Campus / Honor Code Review / News / May 11, 2011

Prepping for Honor Code review

Discussion on a review of the Honor Code is becoming reality as Associate Dean Lori Haslem has put together a committee beginning a full-scale review next fall.

The review has two goals: to “get a clear understanding of how members of the campus community understand the purpose and processes of the Code” and to “begin making recommendations about ways to improve or update the Code,” she said.

The committee will not be making changes to the Code, only “collecting information and analyzing it” and making recommendations, Haslem said.

She plans to meet with the committee once before the year is over, but after that “they will … be on their own.” 

The committee will most likely collect opinions about the code through surveys and possibly focus groups next year and begin making recommendations next spring or the following fall.

The committee consists of three faculty members, the TRIO writing coordinator and four students. One of the students and one of the faculty members are currently on the Honor Board.

Some Honor Board members are concerned about the lack of representation of the current Board on the committee.

“Honor Board members have more experience working with the Code and are more familiar the problems with it,” one Honor Board member said.

The member is also concerned about the diversity of opinions represented on the committee.

According to one member, “They haven’t done their background research enough to know that some of the members have similar opinions on things … people who have tried to enact change in the past are not on the committee, which is concerning.”

Haslem said they “tried to represent diversity” within the members of the committee, bringing in people from different backgrounds and roles on campus.

Although the committee “does seem like a fairly diverse group,” an Honor Board member said, “expertise is more important than straight diversity.”

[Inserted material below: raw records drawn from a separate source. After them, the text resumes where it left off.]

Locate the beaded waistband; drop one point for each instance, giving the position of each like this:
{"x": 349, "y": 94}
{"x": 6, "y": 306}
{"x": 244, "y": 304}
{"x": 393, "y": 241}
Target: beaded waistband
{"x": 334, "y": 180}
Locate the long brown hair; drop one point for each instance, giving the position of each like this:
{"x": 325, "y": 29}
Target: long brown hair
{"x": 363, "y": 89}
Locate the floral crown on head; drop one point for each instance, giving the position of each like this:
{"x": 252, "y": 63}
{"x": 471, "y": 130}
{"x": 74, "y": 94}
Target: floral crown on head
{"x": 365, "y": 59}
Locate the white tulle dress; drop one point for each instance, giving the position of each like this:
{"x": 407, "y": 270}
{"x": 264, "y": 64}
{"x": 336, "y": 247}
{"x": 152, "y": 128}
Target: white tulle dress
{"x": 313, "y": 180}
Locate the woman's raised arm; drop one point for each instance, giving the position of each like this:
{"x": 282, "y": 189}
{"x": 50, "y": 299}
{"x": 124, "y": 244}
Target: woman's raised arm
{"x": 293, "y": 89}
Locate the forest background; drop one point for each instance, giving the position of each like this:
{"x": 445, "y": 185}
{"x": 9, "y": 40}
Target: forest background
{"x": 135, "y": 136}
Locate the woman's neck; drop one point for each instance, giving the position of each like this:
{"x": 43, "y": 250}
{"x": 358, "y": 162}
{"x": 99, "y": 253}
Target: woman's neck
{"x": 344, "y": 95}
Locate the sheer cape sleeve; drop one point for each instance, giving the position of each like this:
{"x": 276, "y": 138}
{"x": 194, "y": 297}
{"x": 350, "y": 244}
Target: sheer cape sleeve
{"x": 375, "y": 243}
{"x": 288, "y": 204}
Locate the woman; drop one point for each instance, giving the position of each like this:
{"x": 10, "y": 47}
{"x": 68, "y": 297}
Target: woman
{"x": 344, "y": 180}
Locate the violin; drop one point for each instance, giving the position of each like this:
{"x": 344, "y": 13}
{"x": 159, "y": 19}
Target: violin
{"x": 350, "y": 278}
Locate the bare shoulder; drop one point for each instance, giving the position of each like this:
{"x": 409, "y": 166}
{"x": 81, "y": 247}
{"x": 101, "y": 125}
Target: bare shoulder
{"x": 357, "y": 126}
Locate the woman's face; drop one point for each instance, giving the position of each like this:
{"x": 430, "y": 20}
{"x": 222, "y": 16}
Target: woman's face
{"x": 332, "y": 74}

“At its core, it’s not a bad system,” said the Honor Board member, but the committee “would have to do a great job of finding information from experts.” A committee with more Honor Board members would have “less fact finding and more debate of the facts themselves.”

The member agrees with Haslem that a review is necessary. It is important to look at how the Code is working on campus and “constantly try and make the Code better.”

“I don’t necessarily think there’s something wrong with it,” Haslem said. “It’s working fine in so many ways, but any good thing has to be assessed over time.”

Discussion of a review began last year between Haslem and Dean of the College Larry Breitborde.

Haslem, in her time as a faculty member and in her position as a Dean, heard comments from faculty saying the Code was  “not upholding what it was supposed to uphold” and brought up the idea to Breitborde.

Although the Code is reviewed annually by the Academic Standing Committee, it has not been reviewed by the entire campus community in a long time, according to Haslem.

They want to “make sure the Code is written in such a way that everybody is happy signing on to it,” she said. 

“In the late 50s, when the Code was developed, teaching happened a lot differently than it does now,” Haslem said.

“It needs to be adapted to what’s going on currently,” an Honor Board member said.

Some changes that might be made include giving First-Year Preceptorial professors the freedom to teach students who make citation errors rather than bring them to the Board and also making it easier for the board to deviate from standard punishment to take into account specific circumstances, among other things.

Haslem hopes this review “renews our sense of what a core value the Code is to a Knox identity and to a Knox degree.”

“The Code is something that requires buy-in from the whole community,” Haslem said. “This will be an important committee.”